Corte d’Appello di Torino, sentenza n. 1152 del 10 novembre 2020

La protezione umanitaria va riconosciuta quando l’interruzione della stabilità economica e integrazione sociale raggiunta concorrerebbe a determinare una situazione di vulnerabilità personale pregiudizievole dei diritti fondamentali inviolabili

Con la sentenza in epigrafe la Corte d’Appello di Torino ha riconosciuto il diritto al permesso di soggiorno per motivi umanitari ex art. 5 comma 6 D.lgs. n. 286/1998, vecchia formulazione, in favore di un cittadino guineano il cui percorso di integrazione sul territorio nazionale si è distinto per una certa stabilità economica e sociale.

Il Collegio puntualizza che “il fatto di svolgere regolare attività di lavoro in Italia, come dimostra la documentazione allegata, non rientra tra i presupposti per il rilascio del permesso di soggiorno. Esso denota, certamente, un certo grado di inserimento socio economico nel nostro Paese, ma non può essere apprezzato, da solo, per il riconoscimento della protezione umanitaria. Si consideri, infatti, che il lavoro degli stranieri in Italia è ammesso e tutelato attraverso la (e nei limiti della) determinazione periodica dei flussi di ingresso. Pertanto, consentire, attraverso il riconoscimento della protezione umanitaria, una “legittimazione postuma” di chi ha fatto ingresso clandestino nel paese, significa frustrare il meccanismo normativamente previsto per consentire l’ingresso nel paese per motivi di lavoro; privilegiando coloro che, trovandosi già (clandestinamente) sul territorio, godono di una situazione di vantaggio nel reperimento di una sistemazione lavorativa”.
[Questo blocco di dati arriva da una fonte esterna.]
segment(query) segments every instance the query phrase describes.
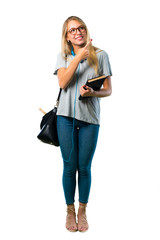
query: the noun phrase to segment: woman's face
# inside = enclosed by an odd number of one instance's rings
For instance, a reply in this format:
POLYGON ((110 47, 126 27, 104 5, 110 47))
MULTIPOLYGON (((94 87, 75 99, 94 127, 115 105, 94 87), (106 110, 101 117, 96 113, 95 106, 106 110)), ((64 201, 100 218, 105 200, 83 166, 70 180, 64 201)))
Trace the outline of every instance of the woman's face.
POLYGON ((76 20, 71 20, 67 30, 69 31, 67 32, 67 41, 70 41, 73 46, 83 47, 86 44, 87 34, 84 25, 76 20))

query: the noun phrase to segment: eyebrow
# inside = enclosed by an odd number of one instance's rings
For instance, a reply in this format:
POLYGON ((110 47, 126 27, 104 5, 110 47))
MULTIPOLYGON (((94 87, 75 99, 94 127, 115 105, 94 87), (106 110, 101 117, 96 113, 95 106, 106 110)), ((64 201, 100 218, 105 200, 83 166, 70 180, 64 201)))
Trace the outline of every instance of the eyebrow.
POLYGON ((81 26, 83 26, 83 25, 81 24, 81 25, 79 25, 78 27, 72 27, 72 28, 70 28, 68 31, 70 31, 71 29, 74 29, 74 28, 79 28, 79 27, 81 27, 81 26))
Tuttavia, la Corte rileva che, oltre al brillante percorso di inserimento lavorativo culminato nell’assunzione del richiedente a tempo indeterminato e nell’indipendenza abitativa raggiunta, nella fattispecie “l’eventuale rimpatrio del predetto nel Paese d’origine comporterebbe una seria compromissione dei suoi diritti: sarebbe infatti costretto a doversi reinserire in un contesto socio-economico completamente diverso rispetto a quello europeo (dove oramai risiede da più di 7 anni) e non avrebbe né un’abitazione, (…) né un’attività lavorativa” (in senso conforme Corte appello Roma, 26/05/2020, n. 2519: “Deve accordarsi la protezione umanitaria di cui agli artt. 32, comma 3, d.lgs. 28-1-2008 n. 25 e 5, comma 6, d.lgs. 25-7-1998 n. 286 in virtù del rapporto di lavoro subordinato a tempo indeterminato di cui risulti titolare il richiedente la protezione, poiché tale situazione fa ritenere che il richiedente stesso in Italia beneficia di una sicura e legittima fonte di reddito, così dimostrando di avere conseguito una effettiva e stabile integrazione sul territorio nazionale, sulla base del rapporto di lavoro le cui caratteristiche, normative e retributive, in quanto connesse al contratto collettivo nazionale di settore vigente in Italia, egli non potrebbe certamente conseguire nel Paese di origine e la cui prosecuzione deve essere tutelata. Si deve quindi riconoscere la condizione di vulnerabilità soggettiva propria della protezione umanitaria.”).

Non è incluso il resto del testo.